Genomics and Model Systems for Development


	Mark E. Dumont, Ph.D. G protein-coupled receptors mediate cellular responses to a variety of sensory stimuli, hormones, growth factors, and neurotransmitters. We are interested in understanding the molecular mechanism by which the extracellular signal is transduced to G proteins in the cytoplasm, via seven-transmembrane receptors. We are using yeast genetics to study the regulation of signaling and the functional and structural properties of fungal and mammalian receptor mutants.

	Fred K. Hagen, Ph.D. The formation of adult tissues and organ systems requires the integrated interactions of multiple cell types and cell surface molecules. Glycosyltransferases modify cell surface and secreted molecules and in a few cases are known to influence developmental processes like axon guidance, cell migration, cell signaling, and cell adhesion. A comprehensive functional genomics study on the role of glycosyltransferases in development is being complemented with detailed biochemical characterization of specific glycosyltransferases that are essential for development.

	David A. Pearce, Ph.D. Batten disease is one of the more common childhood neurodegenerative diseases. Children with this disease usually suffer visual failure, psychomotor deterioration, seizures and premature death. Our research uses yeast and transgenic mice model systems to study the defects at the molecular level and cellular level to examine the associated properties and symptoms of this disease.

	Eric M. Phizicky, Ph.D. Functional genomics is an approach to rapidly link biochemical activities with genes. Using an ordered array of yeast strains and proteins, we have used this approach to rapidly screen thousands of gene products and identified 16 associated with different biochemical activities. We are also studying tRNA splicing mechanisms in yeast and mammals, and why some bacteria have a functional tRNA splicing enzyme, but no apparent corresponding splicing requirement. Our future directions are to improve arrays and extend the functional genomic approach to different classes of activities.
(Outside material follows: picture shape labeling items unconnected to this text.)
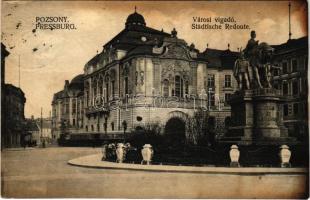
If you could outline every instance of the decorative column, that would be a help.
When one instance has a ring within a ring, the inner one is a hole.
[[[230,157],[230,167],[240,167],[239,165],[240,151],[238,150],[237,145],[231,145],[229,151],[229,157]]]

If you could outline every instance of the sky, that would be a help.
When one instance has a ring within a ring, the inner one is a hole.
[[[291,1],[292,38],[308,35],[307,4]],[[237,51],[245,47],[250,31],[257,40],[281,44],[288,40],[288,1],[2,1],[1,41],[6,58],[5,82],[21,87],[26,96],[25,116],[49,116],[53,94],[65,80],[83,73],[84,65],[125,27],[134,12],[146,25],[170,33],[204,51],[209,48]],[[75,30],[35,29],[36,17],[67,17]],[[193,30],[193,17],[234,17],[246,30]],[[20,84],[18,78],[20,59]]]

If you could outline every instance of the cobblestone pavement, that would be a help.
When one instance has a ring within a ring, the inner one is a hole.
[[[301,198],[303,175],[160,173],[75,167],[67,161],[99,148],[3,150],[3,197]],[[255,187],[254,187],[255,185]]]

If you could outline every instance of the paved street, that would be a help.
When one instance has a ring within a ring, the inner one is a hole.
[[[145,172],[70,166],[98,148],[2,151],[3,197],[302,197],[302,175],[230,175]],[[255,187],[253,187],[255,185]]]

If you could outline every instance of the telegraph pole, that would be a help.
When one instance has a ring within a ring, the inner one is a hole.
[[[43,119],[42,119],[42,113],[43,113],[43,108],[41,107],[41,119],[40,119],[40,138],[41,138],[41,143],[43,144]]]
[[[288,3],[288,29],[289,29],[288,39],[290,40],[292,37],[292,32],[291,32],[291,2]]]

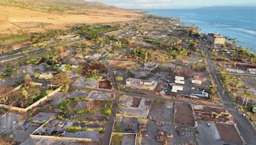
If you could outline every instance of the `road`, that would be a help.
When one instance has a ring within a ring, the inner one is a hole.
[[[145,21],[146,21],[146,20],[143,20],[143,22],[138,22],[138,23],[136,23],[136,24],[132,24],[132,25],[130,25],[125,26],[125,27],[122,27],[122,28],[120,28],[120,29],[119,29],[118,30],[122,30],[122,29],[127,29],[127,28],[133,27],[134,25],[137,25],[141,24],[143,23]],[[118,30],[109,31],[108,31],[108,32],[100,33],[100,34],[99,34],[99,35],[100,36],[104,36],[104,35],[108,34],[109,33],[111,33],[111,32],[113,32],[114,31],[118,31]],[[64,42],[64,43],[62,43],[59,44],[59,45],[54,45],[54,46],[49,46],[49,47],[45,47],[45,48],[35,48],[31,51],[29,51],[29,52],[24,52],[24,53],[19,52],[19,51],[16,51],[15,52],[17,52],[17,53],[15,53],[14,54],[12,54],[12,55],[3,55],[0,56],[0,62],[6,62],[6,61],[11,60],[13,60],[13,59],[23,57],[26,56],[28,55],[35,54],[35,53],[45,51],[45,50],[46,50],[47,49],[54,48],[54,47],[56,47],[56,46],[64,46],[64,45],[71,45],[72,43],[77,43],[77,42],[79,42],[79,41],[83,41],[83,40],[84,40],[84,39],[79,39],[70,41],[68,41],[68,42]]]
[[[79,41],[81,41],[84,40],[84,39],[76,39],[76,40],[73,40],[73,41],[70,41],[68,42],[64,42],[64,43],[61,43],[59,45],[54,45],[54,46],[48,46],[48,47],[45,47],[45,48],[35,48],[33,50],[29,51],[28,52],[17,52],[16,53],[14,53],[13,55],[4,55],[3,56],[0,57],[0,62],[5,62],[5,61],[8,61],[8,60],[11,60],[13,59],[15,59],[17,58],[20,58],[20,57],[23,57],[24,56],[26,56],[28,55],[32,55],[32,54],[35,54],[43,51],[45,51],[47,49],[52,49],[54,47],[56,46],[65,46],[65,45],[71,45],[75,43],[77,43]]]
[[[113,128],[114,126],[116,113],[118,111],[117,104],[118,102],[120,97],[121,97],[123,95],[136,96],[136,97],[143,97],[143,98],[152,99],[152,100],[157,99],[157,100],[164,100],[164,101],[172,101],[172,102],[183,102],[183,103],[190,103],[190,104],[195,104],[195,105],[204,105],[204,106],[211,106],[211,107],[222,107],[221,105],[218,105],[218,104],[205,104],[205,103],[203,103],[201,102],[191,102],[189,100],[186,100],[179,99],[171,99],[171,98],[167,98],[167,97],[158,97],[158,96],[155,95],[154,93],[148,93],[147,95],[143,95],[143,94],[138,94],[138,93],[124,93],[122,92],[120,92],[118,90],[118,86],[117,86],[117,84],[116,83],[116,80],[115,78],[115,77],[114,75],[114,72],[113,71],[112,66],[109,66],[108,71],[109,71],[109,76],[111,78],[111,81],[113,82],[113,88],[114,88],[114,90],[112,91],[111,92],[115,94],[115,98],[113,100],[113,107],[112,108],[112,113],[109,116],[109,122],[108,122],[106,127],[105,128],[104,135],[103,137],[103,139],[102,139],[102,141],[101,142],[101,144],[102,144],[102,145],[109,144],[109,142],[111,141],[110,139],[111,139],[112,130],[113,130]],[[97,89],[93,89],[93,90],[97,90]]]
[[[205,46],[202,46],[202,48],[205,54],[207,62],[210,72],[214,78],[215,85],[217,86],[218,92],[222,96],[223,106],[228,110],[236,120],[237,127],[241,132],[244,142],[246,144],[256,144],[256,130],[250,121],[246,117],[243,117],[237,109],[235,109],[236,104],[233,103],[226,93],[224,87],[221,83],[220,78],[216,74],[216,69],[214,62],[211,60],[210,53]]]

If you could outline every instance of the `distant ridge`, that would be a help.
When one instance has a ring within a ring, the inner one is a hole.
[[[202,7],[198,8],[196,9],[244,9],[244,8],[252,8],[252,9],[256,9],[256,6],[206,6],[206,7]]]
[[[23,8],[24,6],[22,6],[28,5],[31,6],[30,7],[33,8],[37,7],[37,9],[42,9],[40,8],[41,6],[59,6],[61,7],[77,6],[99,8],[115,8],[102,3],[90,2],[84,0],[0,0],[0,4],[3,4],[6,6],[14,6]],[[29,6],[28,8],[30,7]]]

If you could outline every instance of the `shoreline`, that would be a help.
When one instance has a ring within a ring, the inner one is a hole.
[[[211,8],[211,7],[210,7]],[[187,26],[191,27],[193,25],[195,25],[196,27],[199,27],[201,29],[201,32],[204,34],[208,34],[211,32],[218,32],[221,34],[226,38],[230,38],[231,39],[235,39],[236,41],[236,45],[238,46],[242,46],[244,49],[248,50],[252,53],[255,54],[256,53],[256,45],[253,45],[253,39],[255,38],[254,37],[254,34],[247,34],[244,32],[242,32],[241,30],[244,29],[244,27],[241,25],[237,25],[235,27],[233,25],[234,22],[232,22],[231,24],[228,25],[228,22],[229,21],[224,22],[214,22],[214,23],[212,22],[212,19],[207,19],[204,17],[205,17],[205,15],[201,14],[202,11],[196,11],[194,13],[189,14],[189,12],[193,13],[192,10],[210,10],[207,12],[211,12],[214,11],[214,8],[218,8],[219,7],[212,7],[212,8],[195,8],[195,9],[145,9],[147,15],[152,15],[157,17],[161,17],[165,18],[179,18],[180,23],[183,23]],[[237,7],[234,7],[237,8]],[[234,8],[231,7],[231,8]],[[237,7],[241,8],[241,7]],[[245,8],[245,7],[243,7]],[[252,8],[256,8],[255,6],[250,7]],[[240,10],[240,9],[239,9]],[[159,11],[156,11],[159,10]],[[169,11],[170,10],[170,11]],[[183,12],[184,10],[184,11]],[[172,15],[172,13],[174,13]],[[194,18],[195,17],[198,17],[200,18]],[[244,15],[243,15],[244,16]],[[202,18],[201,18],[202,17]],[[211,17],[211,16],[209,16]],[[219,16],[216,16],[219,17]],[[245,16],[244,16],[245,17]],[[222,17],[222,19],[225,18],[225,16]],[[253,17],[254,18],[254,17]],[[199,21],[199,20],[202,20],[202,21]],[[218,19],[216,19],[218,20]],[[191,22],[190,22],[191,21]],[[246,22],[243,20],[243,22]],[[219,24],[220,23],[220,24]],[[239,23],[237,22],[237,23]],[[218,24],[218,25],[217,25]],[[248,27],[252,27],[252,24],[247,24]],[[241,30],[241,31],[240,31]],[[246,29],[247,30],[247,29]],[[250,31],[250,29],[248,29],[247,31]],[[228,33],[228,34],[227,34]],[[230,42],[228,42],[230,43]]]

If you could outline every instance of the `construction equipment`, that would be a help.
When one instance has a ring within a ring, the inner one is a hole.
[[[198,80],[192,79],[191,83],[201,85],[202,81]]]
[[[173,85],[172,86],[173,90],[177,90],[179,91],[183,91],[183,86],[177,86],[177,85]]]
[[[226,115],[226,116],[228,116],[228,118],[232,118],[232,115],[228,113],[225,113],[225,112],[221,112],[220,114],[218,114],[217,113],[215,112],[212,112],[212,118],[213,118],[213,115],[215,114],[215,118],[219,118],[221,115],[224,114]]]
[[[174,83],[175,83],[177,84],[180,84],[180,85],[184,85],[185,84],[185,81],[179,81],[179,80],[175,80]]]
[[[185,78],[183,76],[175,76],[175,80],[178,81],[184,81],[185,79]]]

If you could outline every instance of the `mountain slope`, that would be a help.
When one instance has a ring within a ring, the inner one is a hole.
[[[81,8],[109,9],[113,8],[101,3],[84,0],[0,0],[0,5],[55,13],[68,13],[68,11],[77,13]]]
[[[83,0],[0,0],[0,33],[67,29],[81,24],[129,22],[142,14]]]

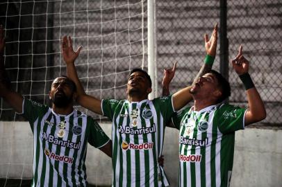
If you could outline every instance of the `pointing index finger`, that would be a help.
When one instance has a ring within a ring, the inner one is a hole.
[[[177,61],[174,62],[174,66],[172,68],[172,71],[175,71],[175,70],[176,70],[176,66],[177,66]]]

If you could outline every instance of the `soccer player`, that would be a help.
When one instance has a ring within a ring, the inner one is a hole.
[[[74,109],[76,85],[68,78],[53,80],[51,108],[12,91],[4,67],[4,45],[1,26],[0,96],[22,114],[33,133],[32,186],[86,186],[88,143],[111,157],[111,141],[94,119]]]
[[[173,112],[192,100],[189,87],[173,96],[148,100],[151,80],[148,73],[133,69],[129,75],[127,99],[99,100],[85,94],[79,82],[70,37],[64,37],[63,55],[68,76],[78,88],[77,101],[83,107],[107,116],[113,121],[113,186],[167,186],[163,167],[158,163],[163,151],[165,123]]]
[[[209,64],[204,66],[190,91],[194,106],[179,111],[172,119],[179,130],[179,186],[229,186],[235,132],[266,117],[242,46],[232,65],[245,87],[247,109],[222,103],[231,94],[229,83],[214,70],[201,75],[213,64],[206,62]],[[165,90],[170,80],[164,85]]]

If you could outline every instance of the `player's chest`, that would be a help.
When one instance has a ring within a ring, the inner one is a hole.
[[[183,137],[191,139],[210,136],[213,136],[215,131],[209,113],[198,115],[192,113],[181,120],[179,134]]]

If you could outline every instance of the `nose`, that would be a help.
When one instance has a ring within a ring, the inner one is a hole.
[[[204,78],[199,77],[198,80],[199,80],[199,82],[203,82],[204,80]]]

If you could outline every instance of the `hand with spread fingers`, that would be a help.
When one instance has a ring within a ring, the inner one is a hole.
[[[241,45],[239,48],[239,53],[237,56],[232,60],[232,66],[239,75],[248,73],[249,61],[243,56],[243,46]]]
[[[212,35],[208,39],[207,34],[205,35],[205,47],[207,55],[215,57],[217,45],[217,23],[215,24]]]
[[[82,46],[80,46],[77,48],[76,51],[74,51],[72,48],[72,38],[70,37],[67,37],[67,36],[64,36],[63,37],[61,47],[63,57],[67,64],[69,63],[74,63],[74,60],[78,56],[82,48]]]

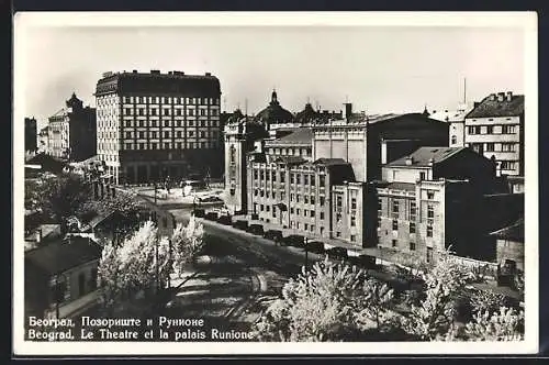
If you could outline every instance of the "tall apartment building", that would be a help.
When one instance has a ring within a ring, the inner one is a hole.
[[[492,93],[466,117],[464,144],[497,162],[498,175],[524,176],[524,96]]]
[[[450,245],[486,255],[479,207],[494,182],[493,162],[467,147],[422,147],[386,164],[376,184],[378,246],[427,263]]]
[[[341,120],[318,122],[313,134],[313,161],[343,158],[351,164],[357,181],[366,182],[381,177],[385,158],[399,158],[419,146],[447,145],[448,123],[422,113],[352,113],[352,106],[346,103]],[[388,151],[391,146],[397,148]]]
[[[105,73],[96,88],[97,154],[111,181],[222,175],[220,81],[210,73]]]
[[[96,154],[96,109],[72,92],[66,107],[48,119],[48,154],[80,162]]]
[[[25,118],[25,151],[36,151],[36,119]]]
	J.Edward Puzas, Ph.D. Our current research effort is aimed at understanding the complex way bone and cartilage function. The maintenance of these tissues is critical for structural support as well as mineral homeostasis. A number of autocrine and paracrine factors are involved in this regulation. They include transforming growth factor beta, epidermal growth factor, basic fibroblast growth factor, BMP's, etc. Some of these factors also play a major role in pathological bone formation. Experiments aimed at reversing the bone loss that occurs in osteoporosis are currently underway in our laboratory.

	Randy N. Rosier, M.D., Ph.D. Our research program involves investigation of the regulation of endochondral ossification, the formation of bone through mineralization of cartilage. This process is essential to bone formation and development in children, and is a fundamental element of fracture healing. Studies of growth factor effects, message regulation, synthesis and secretion, and receptor expression in chondrocytes in various stages of maturation are currently underway in our laboratory, and should provide insight into the control of mineralization, as well as some means of manipulating this process.
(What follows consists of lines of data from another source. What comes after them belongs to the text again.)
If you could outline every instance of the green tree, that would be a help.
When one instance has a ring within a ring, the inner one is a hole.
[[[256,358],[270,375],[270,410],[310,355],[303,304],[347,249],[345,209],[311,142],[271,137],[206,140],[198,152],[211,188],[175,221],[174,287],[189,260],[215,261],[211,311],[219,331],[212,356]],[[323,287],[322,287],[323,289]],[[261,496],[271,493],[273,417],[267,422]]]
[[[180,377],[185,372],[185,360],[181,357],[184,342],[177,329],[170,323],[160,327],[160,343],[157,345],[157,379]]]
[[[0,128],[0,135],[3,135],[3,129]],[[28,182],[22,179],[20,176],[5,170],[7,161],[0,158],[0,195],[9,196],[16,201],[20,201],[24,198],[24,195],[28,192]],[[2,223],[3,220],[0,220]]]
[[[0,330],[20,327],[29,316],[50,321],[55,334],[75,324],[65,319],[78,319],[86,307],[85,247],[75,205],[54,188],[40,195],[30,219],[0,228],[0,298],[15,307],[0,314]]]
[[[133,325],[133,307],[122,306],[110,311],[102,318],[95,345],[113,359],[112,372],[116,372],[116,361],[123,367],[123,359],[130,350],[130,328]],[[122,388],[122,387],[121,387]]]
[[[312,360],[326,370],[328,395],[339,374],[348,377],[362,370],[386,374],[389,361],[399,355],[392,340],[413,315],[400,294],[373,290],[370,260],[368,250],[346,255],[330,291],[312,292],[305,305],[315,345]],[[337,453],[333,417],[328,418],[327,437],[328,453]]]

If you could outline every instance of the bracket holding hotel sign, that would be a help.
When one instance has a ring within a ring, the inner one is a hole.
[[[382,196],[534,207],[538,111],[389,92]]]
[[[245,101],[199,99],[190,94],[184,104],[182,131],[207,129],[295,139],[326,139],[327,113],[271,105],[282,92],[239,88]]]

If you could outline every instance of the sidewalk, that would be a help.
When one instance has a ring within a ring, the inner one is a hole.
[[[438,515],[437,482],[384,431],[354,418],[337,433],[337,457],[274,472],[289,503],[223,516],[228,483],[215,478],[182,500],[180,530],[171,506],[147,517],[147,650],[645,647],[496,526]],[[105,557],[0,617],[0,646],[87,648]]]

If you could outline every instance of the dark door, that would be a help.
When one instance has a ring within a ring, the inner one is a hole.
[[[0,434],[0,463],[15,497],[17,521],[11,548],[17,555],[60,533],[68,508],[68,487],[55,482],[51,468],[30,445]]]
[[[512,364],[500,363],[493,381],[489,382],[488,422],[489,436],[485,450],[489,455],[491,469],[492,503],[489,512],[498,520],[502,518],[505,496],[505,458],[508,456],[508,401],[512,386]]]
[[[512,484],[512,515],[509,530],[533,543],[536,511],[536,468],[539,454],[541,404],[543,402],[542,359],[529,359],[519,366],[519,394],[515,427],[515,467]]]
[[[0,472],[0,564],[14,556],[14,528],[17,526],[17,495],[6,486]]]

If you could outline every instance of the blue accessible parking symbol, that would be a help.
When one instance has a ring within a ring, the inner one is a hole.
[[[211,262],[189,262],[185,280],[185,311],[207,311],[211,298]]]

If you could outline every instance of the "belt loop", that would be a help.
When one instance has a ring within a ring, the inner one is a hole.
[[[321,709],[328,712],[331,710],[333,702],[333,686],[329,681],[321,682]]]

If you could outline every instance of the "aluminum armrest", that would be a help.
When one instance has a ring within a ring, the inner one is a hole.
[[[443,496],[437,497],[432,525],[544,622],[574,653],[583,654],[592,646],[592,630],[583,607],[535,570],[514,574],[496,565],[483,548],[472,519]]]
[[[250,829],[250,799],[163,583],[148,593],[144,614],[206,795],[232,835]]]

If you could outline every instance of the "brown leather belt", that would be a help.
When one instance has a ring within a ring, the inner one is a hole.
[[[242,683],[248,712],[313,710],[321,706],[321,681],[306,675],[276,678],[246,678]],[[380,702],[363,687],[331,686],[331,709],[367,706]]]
	Peter G. Shrager, Ph.D. Ion channels in neurons are typically not distributed uniformly over the cell surface, but rather are clustered at high density at specific locations. Examples are sodium channels at nodes of Ranvier, potassium channels near paranodal regions, postsynaptic receptors, and calcium channels at presynaptic terminals. Neuronal function depends on the proper targeting of these channels to their correct destinations. We are investigating the mechanisms behind this early polarization of the neuron, as well as the associated ion channel targeting. We study both localization and function, combining molecular manipulations and immunocytochemistry with electrophysiology.